The theme of International Youth Day 2020 (IYD2020), “Youth Engagement for Global Action” seeks to highlight how the engagement of young people at the local, national and global levels is enriching national and multilateral institutions and processes. With just 10 years at hand to achieve the Sustainable Development Goals (SDG), institutions (both public and private) needs to strengthen the capacity of their systems and processes to act in concert and implement solutions to pressing challenges and threats. In the present scenario, the challenges such as the COVID-19 outbreak and climate change require a global action with meaningful engagement and participation of young people.
A country’s ability and growth potential is determined by the size of its youth population. The energy and passion of the youth if utilized properly can bring huge positive change to the society and progress to the nation. As per India’s Census 2011, Youth (15-24 years) in India constitutes one-fifth (19.1%) of India’s total population. India is expected to have 34.33% share of youth in total population by 2020. It is observed that India has a relative advantage at present over other countries in terms of the distribution of the youth population. In recent times, there are tremendous opportunities for youth to show their strengths as a strong self-organizing force with the potential for innovation and for embracing change.
The Rashtriya Kishor Swasthya Karyakram (RKSK) programme was launched by the Ministry of Health and Family Welfare, GoI with a focus to reach out to adolescents – male and female, rural and urban, married and unmarried, in and out-of-school adolescents with special focus on marginalized and underserved groups on six different modules: Nutrition, Sexual reproductive health, Non-Communicable disease, Drug Abuse, Gender-based violence and Mental Health.
From 2017, under the guidance of National Health Mission (NHM)-Madhya Pradesh, HLFPPT is implementing the RKSK programme in Barwani district of Madhya Pradesh. In the district, HLFPPT is providing support in eight Adolescents Health Friendly Clinics (AHFC) of Community Health Centres (CHC) and one at District Hospital (DH) through its trained counsellors. Subsequently, support is also being provided through supportive supervision to the trained Sathiya (the name given to Peer Educators in Madhya Pradesh) by the trained master trainers in the identified villages of the district. The master trainers are also responsible to support ASHA in identifying potential proactive Sathiya in their operational areas for six days of comprehensive training on the programmatic areas under RKSK. Till date, HLFPPT in partnership with NHM-MP has been able to train over 900 peer educators both male and female and AFHC centres had registered and counselled over 7000 male and female adolescents. Under this programme, a set of different community-level activities are carried out at each block every month. Our RKSK team of Barwani has supported in awareness generation programme under the national programme of “National Tobacco Control Programme”. Such awareness programme has been conducted in nearby schools, health facilities and in the community for a holistic approach.
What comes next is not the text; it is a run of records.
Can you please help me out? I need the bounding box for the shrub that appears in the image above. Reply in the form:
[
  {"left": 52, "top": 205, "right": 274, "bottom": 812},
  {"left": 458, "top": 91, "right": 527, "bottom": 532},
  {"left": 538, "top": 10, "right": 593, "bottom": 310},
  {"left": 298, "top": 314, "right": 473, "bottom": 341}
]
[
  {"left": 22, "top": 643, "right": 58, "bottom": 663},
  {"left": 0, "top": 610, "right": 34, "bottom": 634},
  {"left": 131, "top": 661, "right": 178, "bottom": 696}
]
Activities like Quiz competition, Essay writing and Elocution contests among the student under different thematic areas of RKSK were initiated.
Owing to the prevalent COVID-19 pandemic, the RKSK programme under NHM in Madhya Pradesh opted to continue its uninterrupted services virtually/ telephonically. Counselling was conducted by the Master Trainers under the RKSK programme: To provide vital and relevant information regarding COVID-19 in terms of Accessibility, Availability & Affordability for related services and also to continue with the counselling services under the RKSK programme. During this pandemic, the Master Trainers were deployed to directly intervene with the SAATHIYA to have a better approach in tackling the present prevalent situation.
The health situation of this age group is a key determinant of India’s overall health, mortality, morbidity and population growth scenario. Therefore, investments in reproductive and sexual health, nutrition, gender-based violence, drug abuse and complications under NCDs will yield dividends in terms of delaying the age at marriage, reducing the incidence of teenage pregnancy, meeting unmet contraception need, reducing the maternal mortality, reducing STI incidence and reducing HIV prevalence. It will also help India realize its demographic dividends, as healthy adolescents are an important resource for the economy.